La population chinoise se situe très majoritairement dans les deux dernières catégories. "C'est la principale faiblesse de la situation de la Chine", a déclaré M. Chi. "Étant donné que [le Covid] est inarrêtable et qu'il est couplé à une gravité beaucoup plus faible, le seul moyen de l'arrêter est l'immunité naturelle."
Mais les estimations du nombre de décès si la Chine devait s'ouvrir vont de centaines de milliers à des dizaines de millions.
"Cela créera une peur généralisée, une pression importante sur les ressources médicales limitées de la Chine et d'innombrables tragédies familiales - autant de défis politiques pour les dirigeants du parti chinois", a déclaré Carl Minzner, expert de la Chine et professeur de droit à Fordham.
Le hic, c'est que si le zéro Covid a provoqué des frustrations, de la détresse et des décès, la peur du virus lui-même reste largement répandue. De nombreuses personnes restent hésitantes face à toute mesure qui suggère que les gens doivent vivre avec le virus plutôt que d'en être totalement protégés. Ce phénomène a également été observé dans d'autres endroits, comme à Taïwan, où les gouvernements ont mis l'accent sur le zéro Covid comme solution principale aussi longtemps qu'ils le pouvaient.
"Ils doivent changer leur discours pour changer la politique", a déclaré Chi. "Ils doivent utiliser leur propagande pour changer le récit et dire que face à Omicron, nous allons passer de la vitesse zéro Covid à zéro mort. Bien sûr, il est impossible d'atteindre zéro mort, mais c'est le message."
Il sera difficile de convaincre beaucoup de gens, et les reportages en Chine ont révélé une hésitation persistante à se faire vacciner malgré l'épidémie actuelle, même parmi les personnes souffrant de pathologies préexistantes qui les rendent plus vulnérables à l'impact du virus si elles l'attrapent.

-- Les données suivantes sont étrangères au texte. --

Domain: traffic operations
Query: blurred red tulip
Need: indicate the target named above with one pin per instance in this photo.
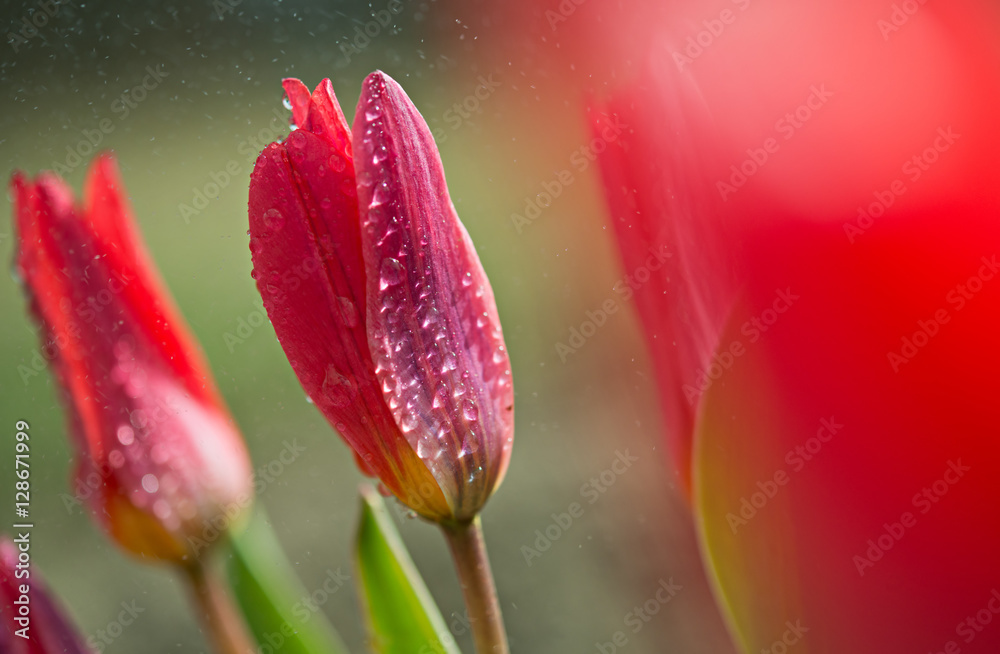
(825, 331)
(33, 623)
(159, 460)
(379, 300)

À Shanghai, Cai Shiyu, une retraitée de 70 ans, a déclaré à Reuters qu'elle craignait toujours le vaccin. "Si j'étais apte à être vaccinée, je le ferais certainement", a-t-elle déclaré. "Mais j'ai eu un stent cardiaque, et je souffre de maladies cardiaques et d'hypertension artérielle. Que se passera-t-il si quelque chose se produit ?"
Les autorités n'ont pas dit que la Chine s'éloignait du zéro Covid. Mais le changement de cette semaine est considéré comme un signe que le parti communiste au pouvoir en Chine prend note des doléances de la population, même s'il est peu probable qu'il soit jamais encadré comme un recul face à la dissidence publique.
"Xi Jinping a personnellement déclaré la victoire sur le coronavirus en 2020. La propagande de Pékin n'a cessé de vanter le succès de l'endiguement du virus par la Chine dans les années qui ont suivi, comme preuve de la supériorité de son système politique", a déclaré Minzner. "Dans ces conditions, l'abandon de la politique actuelle du zéro Covid n'est pas seulement une question de politique de santé publique. C'est un problème politique de premier ordre."